ANCHORAGE (AP) -- A man who killed an Eagle River reporter in 1998 is scheduled to become the first Alaskan sentenced under a law that requires 99 years in prison with no parole for people convicted of a second murder.
An Anchorage jury in March found Randall Smith guilty of shooting Alaska Star columnist Bill Hall eight times in the head. Since he apparently didn't know Hall, investigators believe Smith was a hired gun, or killed Hall as a favor for someone else.
Smith, 38, spent nearly 15 years in prison in Washington state for beating a man to death there in 1985. He had been free less than a year when he killed Hall, said Assistant District Attorney Jay Fayette.
Smith did not testify at his trial. He did not respond to a request for an interview in jail, and his attorney, Sydney Billingslea, said she would not discuss her client before the sentencing hearing.
Smith has a lengthy criminal history. He was still a teen-ager in 1982 when an attempted burglary became his third felony conviction, earning him a five-year sentence. He also has a long history of drug and alcohol abuse.
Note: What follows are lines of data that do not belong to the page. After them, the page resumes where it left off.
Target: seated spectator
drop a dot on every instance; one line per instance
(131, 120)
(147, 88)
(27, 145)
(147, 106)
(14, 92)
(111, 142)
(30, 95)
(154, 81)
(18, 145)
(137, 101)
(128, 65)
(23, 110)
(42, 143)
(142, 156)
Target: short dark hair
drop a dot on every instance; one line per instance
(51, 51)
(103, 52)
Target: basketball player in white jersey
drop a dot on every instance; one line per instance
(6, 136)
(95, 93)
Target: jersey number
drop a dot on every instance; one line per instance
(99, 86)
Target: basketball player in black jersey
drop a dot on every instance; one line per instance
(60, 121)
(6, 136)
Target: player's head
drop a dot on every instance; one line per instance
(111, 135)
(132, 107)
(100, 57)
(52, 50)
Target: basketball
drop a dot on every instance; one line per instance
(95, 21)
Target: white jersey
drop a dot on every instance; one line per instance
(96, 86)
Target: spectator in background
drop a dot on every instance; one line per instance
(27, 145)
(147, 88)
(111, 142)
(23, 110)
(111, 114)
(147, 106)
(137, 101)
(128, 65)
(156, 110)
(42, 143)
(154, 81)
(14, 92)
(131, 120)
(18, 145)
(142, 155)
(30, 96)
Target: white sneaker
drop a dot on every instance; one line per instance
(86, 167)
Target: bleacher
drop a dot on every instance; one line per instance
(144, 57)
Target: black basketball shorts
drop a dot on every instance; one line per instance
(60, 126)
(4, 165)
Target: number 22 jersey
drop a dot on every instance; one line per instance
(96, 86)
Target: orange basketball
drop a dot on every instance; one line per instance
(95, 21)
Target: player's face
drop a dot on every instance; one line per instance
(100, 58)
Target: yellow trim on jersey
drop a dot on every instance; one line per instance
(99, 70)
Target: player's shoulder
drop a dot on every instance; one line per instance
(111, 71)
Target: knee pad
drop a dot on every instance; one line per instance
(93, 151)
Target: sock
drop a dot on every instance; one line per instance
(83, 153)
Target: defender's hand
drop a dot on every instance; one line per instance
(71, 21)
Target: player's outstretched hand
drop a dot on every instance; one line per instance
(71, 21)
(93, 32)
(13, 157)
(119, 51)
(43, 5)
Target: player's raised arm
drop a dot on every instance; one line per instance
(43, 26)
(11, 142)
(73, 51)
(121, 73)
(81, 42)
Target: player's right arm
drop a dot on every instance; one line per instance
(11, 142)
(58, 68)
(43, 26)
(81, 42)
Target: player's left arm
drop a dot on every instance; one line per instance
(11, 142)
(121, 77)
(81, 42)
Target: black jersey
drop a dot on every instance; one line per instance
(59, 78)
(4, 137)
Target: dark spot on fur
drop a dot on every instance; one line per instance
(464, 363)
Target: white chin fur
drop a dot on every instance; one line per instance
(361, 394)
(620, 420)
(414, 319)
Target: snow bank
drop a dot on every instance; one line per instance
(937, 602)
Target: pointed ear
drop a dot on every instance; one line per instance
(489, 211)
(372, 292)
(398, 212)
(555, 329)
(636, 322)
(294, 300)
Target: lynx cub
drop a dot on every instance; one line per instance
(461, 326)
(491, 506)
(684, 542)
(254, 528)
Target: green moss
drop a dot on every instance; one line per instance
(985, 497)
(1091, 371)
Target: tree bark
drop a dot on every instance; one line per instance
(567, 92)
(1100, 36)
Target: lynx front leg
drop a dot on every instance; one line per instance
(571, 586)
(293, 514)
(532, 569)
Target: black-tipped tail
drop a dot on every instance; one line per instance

Three weeks after making parole in late 1984, Smith walked away from his drug-treatment program. In late May or early June, he killed a man he had been sharing an abandoned house with in south Seattle. The body wasn't found for several months.
This time he spent nearly 15 years in prison. He was released in March 1998.
Part of the 1992 law requiring a sentence of 99 years without parole has run into constitutional problems. Fayette is hoping to convince the judge that he would have sent Smith away for life even if the law did not require him to do so.